Dish has a line item for “tax” but rolls various state and local taxes into one line item so you can’t see what the real charges are. And when it comes to voice service, Charter completely fails to break out any line items and instead just rolls them all into your monthly fee. Convenient? Sure, maybe, if you’re trying to save space on the bill—but that makes it very hard to tell what the real cost of service is, and where your money goes.
On the other end of the spectrum, AT&T Uverse goes so transparent with its invoice details that it loops right back around to being opaque.
By breaking out literally every charge into a separate fee, and putting them all in separate sections of the bill, AT&T generates confusion and make it look, incorrectly, like some fees are being assessed twice.
The best bills are a happy medium, which—don’t count this as an endorsement—Comcast strikes fairly well.
One recurring theme we noticed: new customers are getting better packages, for less money, than existing customers.
When pricing out comparable bundles for the bill guides, we generally saw that new customers were being offered the same or better service for $10-$20 less than our current customer. We even found one ten-year Charter customer, whose bill we did not publish, paying roughly $75 per month more than a brand-new customer, getting similar service, in their neighborhood would.
Customers who do happen to live in competitive markets might as well shop around, check with other businesses, and see who’s offering the best deal. Competition has this way of dropping prices and improving available service, after all.
Unfortunately, a huge percentage of us live in markets where we are stuck with a cable/broadband monopoly, so switching is off the table.
The conventional wisdom says that if you can’t quit, you may as well negotiate. And for a long time, that was good advice.
As recently as 2014, our siblings at Consumer Reports put together a handy list of tips for negotiating a better deal with your cable company. Even in a 2015 survey Consumer Reports still found that by and large, the 42% of customers who tried to negotiate were able either to reduce their bills or to get more services included for the prices they were paying.
Anecdotally, however, it appears that the big companies—especially Comcast—aren’t as interested in negotiating with you as they used to be.
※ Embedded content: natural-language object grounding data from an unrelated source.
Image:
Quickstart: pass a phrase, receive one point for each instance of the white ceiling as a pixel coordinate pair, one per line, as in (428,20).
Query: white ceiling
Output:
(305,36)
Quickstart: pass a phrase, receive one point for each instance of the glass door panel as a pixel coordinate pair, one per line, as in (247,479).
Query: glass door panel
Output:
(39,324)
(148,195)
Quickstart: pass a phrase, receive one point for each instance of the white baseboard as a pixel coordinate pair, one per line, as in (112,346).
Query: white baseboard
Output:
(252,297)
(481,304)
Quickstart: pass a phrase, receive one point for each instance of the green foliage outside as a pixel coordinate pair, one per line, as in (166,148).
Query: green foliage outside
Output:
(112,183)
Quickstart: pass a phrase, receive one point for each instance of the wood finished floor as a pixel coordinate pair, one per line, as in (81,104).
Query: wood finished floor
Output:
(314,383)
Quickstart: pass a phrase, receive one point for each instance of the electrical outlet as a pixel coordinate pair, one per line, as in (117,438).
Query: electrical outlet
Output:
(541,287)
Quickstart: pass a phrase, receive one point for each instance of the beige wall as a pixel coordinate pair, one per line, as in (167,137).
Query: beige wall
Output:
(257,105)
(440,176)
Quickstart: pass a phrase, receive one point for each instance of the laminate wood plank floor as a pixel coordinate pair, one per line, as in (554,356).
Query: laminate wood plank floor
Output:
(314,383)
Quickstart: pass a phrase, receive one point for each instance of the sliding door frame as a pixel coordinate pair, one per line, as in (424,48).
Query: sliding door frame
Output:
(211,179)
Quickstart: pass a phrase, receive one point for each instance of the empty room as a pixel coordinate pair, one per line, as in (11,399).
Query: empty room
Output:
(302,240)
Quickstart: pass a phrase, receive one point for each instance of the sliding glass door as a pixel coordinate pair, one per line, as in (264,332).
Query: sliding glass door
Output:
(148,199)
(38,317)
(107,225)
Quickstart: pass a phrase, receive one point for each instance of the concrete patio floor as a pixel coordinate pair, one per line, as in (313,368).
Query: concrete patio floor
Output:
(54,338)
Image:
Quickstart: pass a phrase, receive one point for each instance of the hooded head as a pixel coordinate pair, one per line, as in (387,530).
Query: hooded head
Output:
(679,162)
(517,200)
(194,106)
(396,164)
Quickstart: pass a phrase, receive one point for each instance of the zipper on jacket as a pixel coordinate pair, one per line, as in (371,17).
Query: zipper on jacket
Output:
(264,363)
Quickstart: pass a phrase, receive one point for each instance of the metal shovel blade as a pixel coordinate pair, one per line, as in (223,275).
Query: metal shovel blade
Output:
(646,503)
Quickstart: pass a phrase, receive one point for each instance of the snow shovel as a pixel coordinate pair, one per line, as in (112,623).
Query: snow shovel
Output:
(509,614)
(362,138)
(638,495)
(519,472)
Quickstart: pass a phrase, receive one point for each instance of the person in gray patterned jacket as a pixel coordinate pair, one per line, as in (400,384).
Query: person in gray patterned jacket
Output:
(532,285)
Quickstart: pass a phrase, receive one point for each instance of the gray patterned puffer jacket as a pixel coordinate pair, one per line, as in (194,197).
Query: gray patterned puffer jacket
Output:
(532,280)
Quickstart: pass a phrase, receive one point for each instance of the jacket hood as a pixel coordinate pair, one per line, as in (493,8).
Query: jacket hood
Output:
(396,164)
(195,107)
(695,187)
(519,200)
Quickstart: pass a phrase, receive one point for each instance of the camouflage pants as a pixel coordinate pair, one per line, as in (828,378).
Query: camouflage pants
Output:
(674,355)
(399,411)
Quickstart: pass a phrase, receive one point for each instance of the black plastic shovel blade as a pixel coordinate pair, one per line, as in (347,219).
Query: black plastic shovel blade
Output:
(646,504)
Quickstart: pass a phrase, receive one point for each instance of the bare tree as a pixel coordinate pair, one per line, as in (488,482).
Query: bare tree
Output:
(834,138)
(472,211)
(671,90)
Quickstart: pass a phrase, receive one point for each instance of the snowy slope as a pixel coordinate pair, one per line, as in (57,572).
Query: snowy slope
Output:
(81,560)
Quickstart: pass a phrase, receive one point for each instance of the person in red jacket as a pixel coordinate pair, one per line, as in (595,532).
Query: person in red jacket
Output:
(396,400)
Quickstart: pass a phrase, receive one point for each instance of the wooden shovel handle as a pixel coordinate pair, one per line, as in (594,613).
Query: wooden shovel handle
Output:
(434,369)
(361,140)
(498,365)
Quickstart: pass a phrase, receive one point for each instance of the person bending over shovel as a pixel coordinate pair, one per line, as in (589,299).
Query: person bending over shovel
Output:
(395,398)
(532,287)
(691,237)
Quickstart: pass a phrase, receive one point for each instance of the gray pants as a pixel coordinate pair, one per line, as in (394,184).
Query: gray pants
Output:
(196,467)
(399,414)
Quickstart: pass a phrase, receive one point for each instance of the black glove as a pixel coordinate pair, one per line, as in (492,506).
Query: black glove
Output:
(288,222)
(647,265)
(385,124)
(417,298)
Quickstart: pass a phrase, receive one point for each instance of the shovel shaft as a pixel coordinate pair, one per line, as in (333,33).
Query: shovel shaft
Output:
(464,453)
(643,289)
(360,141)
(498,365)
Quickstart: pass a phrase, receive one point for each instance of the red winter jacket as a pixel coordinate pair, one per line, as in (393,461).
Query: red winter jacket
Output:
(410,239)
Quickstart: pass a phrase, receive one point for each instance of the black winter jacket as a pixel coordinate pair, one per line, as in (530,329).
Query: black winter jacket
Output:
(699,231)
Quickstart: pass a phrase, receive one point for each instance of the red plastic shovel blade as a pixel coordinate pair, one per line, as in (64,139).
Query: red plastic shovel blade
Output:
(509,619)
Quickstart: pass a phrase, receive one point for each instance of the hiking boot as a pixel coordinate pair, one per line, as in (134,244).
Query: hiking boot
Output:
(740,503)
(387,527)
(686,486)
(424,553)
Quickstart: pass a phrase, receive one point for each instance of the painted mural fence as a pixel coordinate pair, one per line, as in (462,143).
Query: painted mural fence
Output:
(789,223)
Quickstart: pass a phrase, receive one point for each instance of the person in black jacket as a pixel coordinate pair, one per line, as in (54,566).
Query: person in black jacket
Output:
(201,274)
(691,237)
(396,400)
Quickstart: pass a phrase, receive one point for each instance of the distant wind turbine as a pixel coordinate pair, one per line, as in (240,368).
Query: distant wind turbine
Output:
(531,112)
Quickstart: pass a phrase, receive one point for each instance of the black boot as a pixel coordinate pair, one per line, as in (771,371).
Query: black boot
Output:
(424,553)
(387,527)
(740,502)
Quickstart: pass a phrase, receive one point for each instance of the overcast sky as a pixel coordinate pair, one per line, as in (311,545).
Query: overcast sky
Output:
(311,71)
Consumerist readers who have tried to negotiate better TV or triple-play rates with Comcast in recent months tell Consumerist that the company is simply not playing anymore, and the calls are ending either with rates unchanged or with Comcast calling a would-be cord-cutter’s bluff, and cheerfully snipping their service.
Why the turn-around from extreme efforts at retention to a “don’t let the door hit’cha on the way out” attitude?
Perhaps the wave of high profile, awkward, painful, retention-related PR disasters the company endured in 2014 and early 2015 has finally pushed it in that direction.
Or maybe they’re just reading the writing on the wall: pay-TV has been losing customers for a while, after all, while broadband subscriptions are going up, up, up. And pay TV costs a lot more to provide, and has much thinner profit margins on it, than broadband service does.
So, friends and readers, we leave you with a parting curiosity. We want to know: if you think your bills are too dang high, have you tried negotiating, and how has that worked out for you?